Drug resistance and poor virological responses are associated with well-characterized mutations in the viral reading frames that encode the proteins that are targeted by currently available antiretroviral drugs. An integrated system was developed that includes target gene amplification, DNA sequencing chemistry (TRUGENE HIV-1 Genotyping Kit), and hardware and interpretative software (the OpenGene DNA Sequencing System) for detection of mutations in the human immunodeficiency virus type 1 (HIV-1) protease and reverse transcriptase sequences. The integrated system incorporates reverse transcription-PCR from extracted HIV-1 RNA, a coupled amplification and sequencing step (CLIP), polyacrylamide gel electrophoresis, semiautomated analysis of data, and generation of an interpretative report. To assess the accuracy and robustness of the assay system, 270 coded plasma specimens derived from nine patients were sent to six laboratories for blinded analysis. All specimens contained HIV-1 subtype B viruses. Results of 270 independent assays were compared to "gold standard" consensus sequences of the virus populations determined by sequence analysis of 16 to 20 clones of viral DNA amplicons derived from two independent PCRs using primers not used in the kit. The accuracy of the integrated system for nucleotide base identification was 98.7%, and the accuracy for codon identification at 54 sites associated with drug resistance was 97.6%. In a separate analysis of plasma spiked with infectious molecular clones, the assay reproducibly detected all 72 different drug resistance mutations that were evaluated. There were no significant differences in accuracy between laboratories, between technologists, between kit lots, or between days. This integrated assay system for the detection of HIV-1 drug resistance mutations has a high degree of accuracy and reproducibility in several laboratories.

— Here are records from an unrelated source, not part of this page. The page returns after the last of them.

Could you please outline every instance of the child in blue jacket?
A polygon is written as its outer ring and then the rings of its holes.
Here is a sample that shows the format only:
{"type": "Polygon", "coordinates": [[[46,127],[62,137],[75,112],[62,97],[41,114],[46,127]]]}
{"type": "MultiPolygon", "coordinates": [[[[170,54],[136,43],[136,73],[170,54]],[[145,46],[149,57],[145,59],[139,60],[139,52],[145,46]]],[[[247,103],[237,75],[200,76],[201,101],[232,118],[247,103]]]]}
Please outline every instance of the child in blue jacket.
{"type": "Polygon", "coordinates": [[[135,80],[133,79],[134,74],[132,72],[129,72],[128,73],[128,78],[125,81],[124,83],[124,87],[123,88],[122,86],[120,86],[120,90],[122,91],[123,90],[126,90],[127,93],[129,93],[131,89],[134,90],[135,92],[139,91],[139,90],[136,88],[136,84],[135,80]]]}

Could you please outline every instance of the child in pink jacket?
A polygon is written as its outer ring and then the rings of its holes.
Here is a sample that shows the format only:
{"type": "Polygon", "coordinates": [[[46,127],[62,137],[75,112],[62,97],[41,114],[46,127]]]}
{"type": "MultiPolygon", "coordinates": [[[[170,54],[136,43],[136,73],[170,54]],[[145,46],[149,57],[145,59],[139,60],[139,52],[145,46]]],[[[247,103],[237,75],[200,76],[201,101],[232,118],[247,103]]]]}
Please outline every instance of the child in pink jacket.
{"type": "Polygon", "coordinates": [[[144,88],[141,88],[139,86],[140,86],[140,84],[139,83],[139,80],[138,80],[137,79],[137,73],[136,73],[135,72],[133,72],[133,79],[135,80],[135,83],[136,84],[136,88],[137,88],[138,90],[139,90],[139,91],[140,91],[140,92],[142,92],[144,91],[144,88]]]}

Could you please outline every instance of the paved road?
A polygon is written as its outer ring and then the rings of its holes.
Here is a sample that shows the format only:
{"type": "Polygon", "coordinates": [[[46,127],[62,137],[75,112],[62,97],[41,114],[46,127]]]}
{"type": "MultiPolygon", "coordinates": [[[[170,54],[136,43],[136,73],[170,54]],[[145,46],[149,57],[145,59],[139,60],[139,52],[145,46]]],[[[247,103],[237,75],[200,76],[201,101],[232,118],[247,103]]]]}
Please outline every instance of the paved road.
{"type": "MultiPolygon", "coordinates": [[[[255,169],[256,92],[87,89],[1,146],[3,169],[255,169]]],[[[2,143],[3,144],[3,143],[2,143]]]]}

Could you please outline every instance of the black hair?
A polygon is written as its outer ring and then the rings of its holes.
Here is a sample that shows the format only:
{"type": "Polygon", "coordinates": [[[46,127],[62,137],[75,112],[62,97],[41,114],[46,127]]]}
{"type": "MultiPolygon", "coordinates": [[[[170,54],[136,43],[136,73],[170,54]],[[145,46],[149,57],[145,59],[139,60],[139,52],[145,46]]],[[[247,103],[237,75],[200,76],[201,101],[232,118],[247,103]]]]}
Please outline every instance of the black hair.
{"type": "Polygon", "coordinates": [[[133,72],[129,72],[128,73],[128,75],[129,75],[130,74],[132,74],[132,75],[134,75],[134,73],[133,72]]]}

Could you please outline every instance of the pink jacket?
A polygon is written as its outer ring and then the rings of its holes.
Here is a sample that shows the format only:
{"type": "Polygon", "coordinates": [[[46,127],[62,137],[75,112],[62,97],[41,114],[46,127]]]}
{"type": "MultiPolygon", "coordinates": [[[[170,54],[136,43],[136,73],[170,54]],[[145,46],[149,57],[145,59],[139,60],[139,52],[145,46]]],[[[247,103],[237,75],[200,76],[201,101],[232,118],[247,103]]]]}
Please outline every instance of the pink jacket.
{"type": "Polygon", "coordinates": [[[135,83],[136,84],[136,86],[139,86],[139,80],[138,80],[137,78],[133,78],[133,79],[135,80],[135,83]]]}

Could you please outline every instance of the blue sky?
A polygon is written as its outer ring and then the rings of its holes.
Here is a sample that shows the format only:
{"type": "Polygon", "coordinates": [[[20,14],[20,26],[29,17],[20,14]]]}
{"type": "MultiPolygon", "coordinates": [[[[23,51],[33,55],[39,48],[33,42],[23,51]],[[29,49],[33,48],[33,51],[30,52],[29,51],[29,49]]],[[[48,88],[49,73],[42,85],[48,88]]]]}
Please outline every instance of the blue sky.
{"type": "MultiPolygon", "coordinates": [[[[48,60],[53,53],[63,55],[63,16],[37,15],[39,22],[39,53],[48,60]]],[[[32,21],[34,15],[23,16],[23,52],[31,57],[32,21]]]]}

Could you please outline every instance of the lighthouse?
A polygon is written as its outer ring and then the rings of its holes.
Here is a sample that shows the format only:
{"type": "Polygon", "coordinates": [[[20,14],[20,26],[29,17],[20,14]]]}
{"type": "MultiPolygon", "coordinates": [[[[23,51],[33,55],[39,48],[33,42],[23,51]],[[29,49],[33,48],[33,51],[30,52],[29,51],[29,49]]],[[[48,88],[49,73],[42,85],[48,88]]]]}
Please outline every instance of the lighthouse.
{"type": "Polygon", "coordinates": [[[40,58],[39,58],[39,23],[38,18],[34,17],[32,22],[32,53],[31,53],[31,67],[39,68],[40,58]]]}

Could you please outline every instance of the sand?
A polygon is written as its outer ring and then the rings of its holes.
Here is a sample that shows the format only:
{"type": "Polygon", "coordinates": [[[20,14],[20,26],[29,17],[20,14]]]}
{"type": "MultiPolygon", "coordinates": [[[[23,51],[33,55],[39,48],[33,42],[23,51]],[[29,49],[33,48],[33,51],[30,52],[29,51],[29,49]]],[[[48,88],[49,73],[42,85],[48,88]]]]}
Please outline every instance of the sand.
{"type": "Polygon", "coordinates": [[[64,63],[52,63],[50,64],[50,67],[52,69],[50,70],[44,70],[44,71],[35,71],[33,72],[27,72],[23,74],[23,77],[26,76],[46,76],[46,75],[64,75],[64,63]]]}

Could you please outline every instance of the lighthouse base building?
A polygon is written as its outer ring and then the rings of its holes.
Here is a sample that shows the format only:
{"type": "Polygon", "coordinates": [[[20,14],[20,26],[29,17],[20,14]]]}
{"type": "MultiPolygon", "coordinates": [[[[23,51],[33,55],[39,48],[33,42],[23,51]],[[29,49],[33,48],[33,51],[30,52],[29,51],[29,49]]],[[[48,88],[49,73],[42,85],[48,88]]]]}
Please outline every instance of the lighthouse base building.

耐药性和较差的病毒学反应与病毒阅读框中已明确的突变有关,这些突变存在于编码目前可用抗逆转录病毒药物所靶向蛋白质的基因中。开发了一种综合系统,该系统包括靶基因扩增、DNA测序化学方法(TRUGENE HIV-1基因分型试剂盒)以及用于检测人类免疫缺陷病毒1型(HIV-1)蛋白酶和逆转录酶序列突变的硬件和解释软件(OpenGene DNA测序系统)。该综合系统结合了从提取的HIV-1 RNA进行逆转录-PCR、耦合扩增和测序步骤(CLIP)、聚丙烯酰胺凝胶电泳、数据的半自动分析以及生成解释性报告。为评估该检测系统的准确性和稳健性,将来自9名患者的270份编码血浆标本送至6个实验室进行盲法分析。所有标本均含有HIV-1 B亚型病毒。将270次独立检测的结果与通过对使用试剂盒中未使用的引物从两个独立PCR衍生的病毒DNA扩增子的16至20个克隆进行序列分析所确定的病毒群体的“金标准”一致性序列进行比较。该综合系统对核苷酸碱基识别的准确率为98.7%,对与耐药性相关的54个位点的密码子识别准确率为97.6%。在对添加了感染性分子克隆的血浆进行的单独分析中,该检测方法可重复检测出所评估的所有72种不同的耐药突变。实验室之间、技术人员之间、试剂盒批次之间或不同日期之间在准确性上均无显著差异。这种用于检测HIV-1耐药突变的综合检测系统在多个实验室中具有高度的准确性和可重复性。